Tout d’abord la construction du livre est rigoureuse, ce que l’on ne comprend qu’après la lecture du premier ensemble titré "Cheminement" qui réunit deux poèmes ("Avancée" et "Abri") : le second ensemble, titré "Approches", s’ouvre avec "Place forte" où sont rassemblés une série de termes utilisés pour décrire une forteresse dont quelques-uns, en caractères gras, sont retenus comme titres des poèmes du livre, par exemple ceux que j’ai cités. La variation autour de quelques mots est signalée dans les vers d’un rondel — « On tombe sur des mots qu’on peut envisager / L’alexandrin revient pour chacun les nommer / Canon bastion redoute archère et contrefort / Barbacane bonnette [...] — et, à nouveau, avec humour, dans un « Lexique des titres fortifiés » qui clôt le livre.

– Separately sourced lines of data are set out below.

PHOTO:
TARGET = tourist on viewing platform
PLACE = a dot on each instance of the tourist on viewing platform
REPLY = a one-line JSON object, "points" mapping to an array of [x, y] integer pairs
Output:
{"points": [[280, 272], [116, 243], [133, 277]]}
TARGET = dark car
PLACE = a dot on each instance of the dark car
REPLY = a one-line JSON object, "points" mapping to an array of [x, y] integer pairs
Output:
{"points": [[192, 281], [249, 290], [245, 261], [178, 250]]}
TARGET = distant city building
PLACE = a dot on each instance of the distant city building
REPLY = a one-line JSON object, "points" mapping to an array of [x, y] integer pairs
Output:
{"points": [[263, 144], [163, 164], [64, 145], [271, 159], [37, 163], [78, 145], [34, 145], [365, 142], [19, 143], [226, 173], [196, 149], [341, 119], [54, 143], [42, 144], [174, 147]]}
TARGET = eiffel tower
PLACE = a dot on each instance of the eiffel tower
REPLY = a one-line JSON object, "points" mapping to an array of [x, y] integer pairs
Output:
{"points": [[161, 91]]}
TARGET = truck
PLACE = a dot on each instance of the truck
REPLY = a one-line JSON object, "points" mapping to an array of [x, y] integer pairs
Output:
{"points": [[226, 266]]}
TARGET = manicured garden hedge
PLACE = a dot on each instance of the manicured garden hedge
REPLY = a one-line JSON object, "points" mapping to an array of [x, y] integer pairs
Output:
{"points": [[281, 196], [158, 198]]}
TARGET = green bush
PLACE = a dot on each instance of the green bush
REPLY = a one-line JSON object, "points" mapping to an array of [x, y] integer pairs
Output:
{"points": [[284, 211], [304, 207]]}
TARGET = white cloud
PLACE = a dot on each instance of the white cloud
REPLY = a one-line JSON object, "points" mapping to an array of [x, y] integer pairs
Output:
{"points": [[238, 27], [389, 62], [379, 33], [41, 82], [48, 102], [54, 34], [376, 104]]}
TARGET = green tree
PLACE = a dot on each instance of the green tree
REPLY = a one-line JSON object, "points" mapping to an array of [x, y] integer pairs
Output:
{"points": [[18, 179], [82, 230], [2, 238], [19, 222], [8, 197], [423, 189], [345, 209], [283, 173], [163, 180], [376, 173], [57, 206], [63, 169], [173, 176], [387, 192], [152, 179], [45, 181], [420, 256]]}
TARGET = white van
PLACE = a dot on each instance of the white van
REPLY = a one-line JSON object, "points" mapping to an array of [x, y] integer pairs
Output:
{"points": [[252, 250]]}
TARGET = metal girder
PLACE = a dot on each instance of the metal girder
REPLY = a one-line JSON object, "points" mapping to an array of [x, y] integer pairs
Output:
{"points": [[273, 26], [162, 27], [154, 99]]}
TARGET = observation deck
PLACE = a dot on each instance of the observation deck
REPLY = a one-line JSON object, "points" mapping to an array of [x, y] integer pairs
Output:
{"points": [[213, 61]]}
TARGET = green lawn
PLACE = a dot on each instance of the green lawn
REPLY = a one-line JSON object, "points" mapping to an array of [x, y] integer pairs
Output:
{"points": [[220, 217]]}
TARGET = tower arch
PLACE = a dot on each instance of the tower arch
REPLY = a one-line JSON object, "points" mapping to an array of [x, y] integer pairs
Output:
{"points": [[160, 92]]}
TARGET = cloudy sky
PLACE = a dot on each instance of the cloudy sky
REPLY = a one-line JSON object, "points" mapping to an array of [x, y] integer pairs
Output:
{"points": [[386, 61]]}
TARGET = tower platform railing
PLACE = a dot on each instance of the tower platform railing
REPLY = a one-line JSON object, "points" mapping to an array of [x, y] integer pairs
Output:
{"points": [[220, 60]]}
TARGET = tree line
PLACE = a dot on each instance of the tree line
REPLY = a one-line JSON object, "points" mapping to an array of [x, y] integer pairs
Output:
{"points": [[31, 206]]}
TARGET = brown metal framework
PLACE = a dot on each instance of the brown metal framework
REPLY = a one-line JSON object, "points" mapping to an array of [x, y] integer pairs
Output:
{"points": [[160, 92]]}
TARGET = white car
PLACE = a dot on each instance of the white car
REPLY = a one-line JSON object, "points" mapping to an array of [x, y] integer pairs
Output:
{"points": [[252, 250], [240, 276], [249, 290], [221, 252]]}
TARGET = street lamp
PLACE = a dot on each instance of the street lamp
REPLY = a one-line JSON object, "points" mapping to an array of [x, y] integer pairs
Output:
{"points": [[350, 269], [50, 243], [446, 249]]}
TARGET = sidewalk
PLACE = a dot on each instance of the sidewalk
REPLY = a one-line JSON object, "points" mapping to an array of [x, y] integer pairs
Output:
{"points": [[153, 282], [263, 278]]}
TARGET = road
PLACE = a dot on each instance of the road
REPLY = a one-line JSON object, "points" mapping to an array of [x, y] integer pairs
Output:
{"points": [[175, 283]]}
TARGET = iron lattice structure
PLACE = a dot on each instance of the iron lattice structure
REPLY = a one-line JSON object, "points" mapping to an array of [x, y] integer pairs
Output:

On pourrait craindre que des poèmes écrits à partir d’un vocabulaire militaire soient bien peu séduisants, suite de poèmes en vers libres prenant pour prétexte des mots dont le sens, pour la plupart d’entre eux, n’est plus compréhensible à cause de leur technicité, comme "réduit" ou "banquette", mais on voit bien que l’on peut jouer sur leur polysémie. Quand il est difficile d’emprunter des voies de traverse avec un mot, il est toujours possible de s’attacher à la forme même ; ainsi du nom commun "fort" : « F.O.R.T. avec un T qui ne se lie pas. T en tourelle on dit gabion et c’est du guet. Que veut-il prendre aux rets des langues ? », etc. ; « lie » ici se prendra en même temps pour « lit ». Et "fort" appelle évidemment "for", mais Jacques Moulin dans le poème titré "For intérieur" multiplie l’emploi de termes relatifs à la forteresse (fort, fossé, barbelés, ronde, courtines, etc.), y compris à la fin du poème dans la synthèse de ce qu’est ce jugement de la conscience : « Tout est fragile. Vigilance encore mais en fort détaché. »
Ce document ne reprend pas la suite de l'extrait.